Discussion in 'SP2' started by nyaman, Sep 9, 2019.

  1. nyaman

    nyaman Very Active Member

    a) solution says in future years, the profit from the existing business will be higher than before which will increase the profitability measure on the other hand incoming new business will increase embedded value by less than previously, so reducing profitability measure compared with before. So overall effect on the subsequent years calculations will depend on the amount of new business that is actually sold relative to the amount of existing business in force.

    So my question does this mean that if more new business profits from the existing business are diluted and effectively the profitability measure will decrease?

    b) the question also applies to this solution as well.
     
  2. Lindsay Smitherman

    Lindsay Smitherman ActEd Tutor Staff Member

    Yes, that's broadly right. What the solution is saying is that:

    1. The strengthening of the reserving basis might result in a one-off reduction in the EV and hence a one-off reduction in EV profit (where EV profit is defined as being the change in EV). [I only say 'might' because this is only the case if the EV discount rate is higher than the expected investment return in the EV projection basis.]

    2. However, there will be higher EV profits arising going forwards into future years in respect of the existing business only (ie ignoring the addition of future new business). Bear in mind that the reserving basis used doesn't impact the total profits actually arising over the full duration of a contract, only the pace at which the profits emerge. The change in reserving basis here has deferred the emergence of EV profit: lower EV profit at the time of the change, but then higher EV profits thereafter to balance this and so that the total profit arising is unchanged.

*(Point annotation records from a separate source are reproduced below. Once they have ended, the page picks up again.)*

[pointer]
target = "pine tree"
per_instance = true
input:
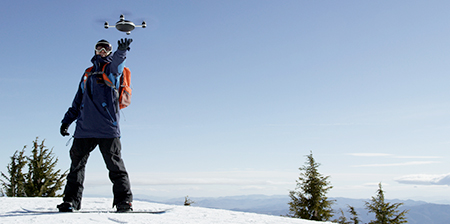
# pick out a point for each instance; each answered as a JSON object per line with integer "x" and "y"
{"x": 309, "y": 200}
{"x": 385, "y": 212}
{"x": 42, "y": 179}
{"x": 15, "y": 180}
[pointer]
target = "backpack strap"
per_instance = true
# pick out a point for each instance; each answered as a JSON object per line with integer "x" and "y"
{"x": 88, "y": 72}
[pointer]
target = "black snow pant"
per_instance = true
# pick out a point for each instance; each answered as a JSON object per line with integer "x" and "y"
{"x": 79, "y": 154}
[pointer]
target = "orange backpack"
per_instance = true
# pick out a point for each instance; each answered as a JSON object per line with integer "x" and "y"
{"x": 123, "y": 89}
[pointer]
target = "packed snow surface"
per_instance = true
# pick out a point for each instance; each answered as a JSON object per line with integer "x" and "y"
{"x": 12, "y": 212}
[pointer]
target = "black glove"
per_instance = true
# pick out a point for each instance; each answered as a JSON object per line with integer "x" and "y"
{"x": 124, "y": 44}
{"x": 64, "y": 128}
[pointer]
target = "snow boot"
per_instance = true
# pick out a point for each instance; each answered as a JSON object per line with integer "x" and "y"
{"x": 65, "y": 207}
{"x": 124, "y": 206}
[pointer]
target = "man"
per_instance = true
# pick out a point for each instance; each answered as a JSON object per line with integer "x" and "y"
{"x": 97, "y": 124}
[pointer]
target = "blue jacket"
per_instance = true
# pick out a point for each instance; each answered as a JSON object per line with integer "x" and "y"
{"x": 95, "y": 107}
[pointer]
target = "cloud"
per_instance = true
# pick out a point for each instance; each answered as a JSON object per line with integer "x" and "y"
{"x": 412, "y": 163}
{"x": 370, "y": 154}
{"x": 425, "y": 179}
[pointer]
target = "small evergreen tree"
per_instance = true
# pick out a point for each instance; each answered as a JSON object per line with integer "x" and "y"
{"x": 309, "y": 200}
{"x": 385, "y": 212}
{"x": 15, "y": 179}
{"x": 42, "y": 179}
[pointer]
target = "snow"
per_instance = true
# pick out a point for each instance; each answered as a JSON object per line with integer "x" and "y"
{"x": 11, "y": 212}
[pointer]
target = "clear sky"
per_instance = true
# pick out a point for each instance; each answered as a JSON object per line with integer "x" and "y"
{"x": 230, "y": 96}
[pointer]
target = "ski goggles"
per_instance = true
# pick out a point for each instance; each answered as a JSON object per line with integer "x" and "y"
{"x": 103, "y": 47}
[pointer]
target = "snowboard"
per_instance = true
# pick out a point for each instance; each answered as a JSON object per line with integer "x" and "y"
{"x": 97, "y": 211}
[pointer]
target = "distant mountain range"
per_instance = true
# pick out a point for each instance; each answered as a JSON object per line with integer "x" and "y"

    3. But we also have to consider that EV profit in future will also include the change in EV resulting from writing new business. As is consistent with point 1, the amount of EV profit arising for each new policy written is now lower than it was before we did the reserving basis change.

    Total impact on future EV profit =
    impact on future EV profit in respect of existing business + impact on future EV profit in respect of future new business

    The first part of this formula has gone up and the second part has gone down. Whether the overall impact is an increase or decrease therefore depends on the amount of new business written relative to the volume of existing business. If there is no (or very little) new business being written, we would expect the overall impact of the basis change on future EV profit to be an increase - since the first part of the formula dominates. If there is a huge amount of new business being written, we would expect the overall impact on future EV profit to be a decrease (at least until this amount of new business stops being written and the business starts to run off) - since the second part of the formula dominates.

    Yes - although only if actual experience turns out to be unchanged from before (so that the total actual profit arising from each tranche of business over its full duration is unchanged by the basis change).

    Hope that helps.
     
  3. nyaman

    nyaman Very Active Member

    Thanks for the very detailed explanation it really helped me understand better the concepts. They can be a bit confusing sometimes.
     
  4. Lindsay Smitherman

    Lindsay Smitherman ActEd Tutor Staff Member

    Yes - but don't worry, this is a difficult question!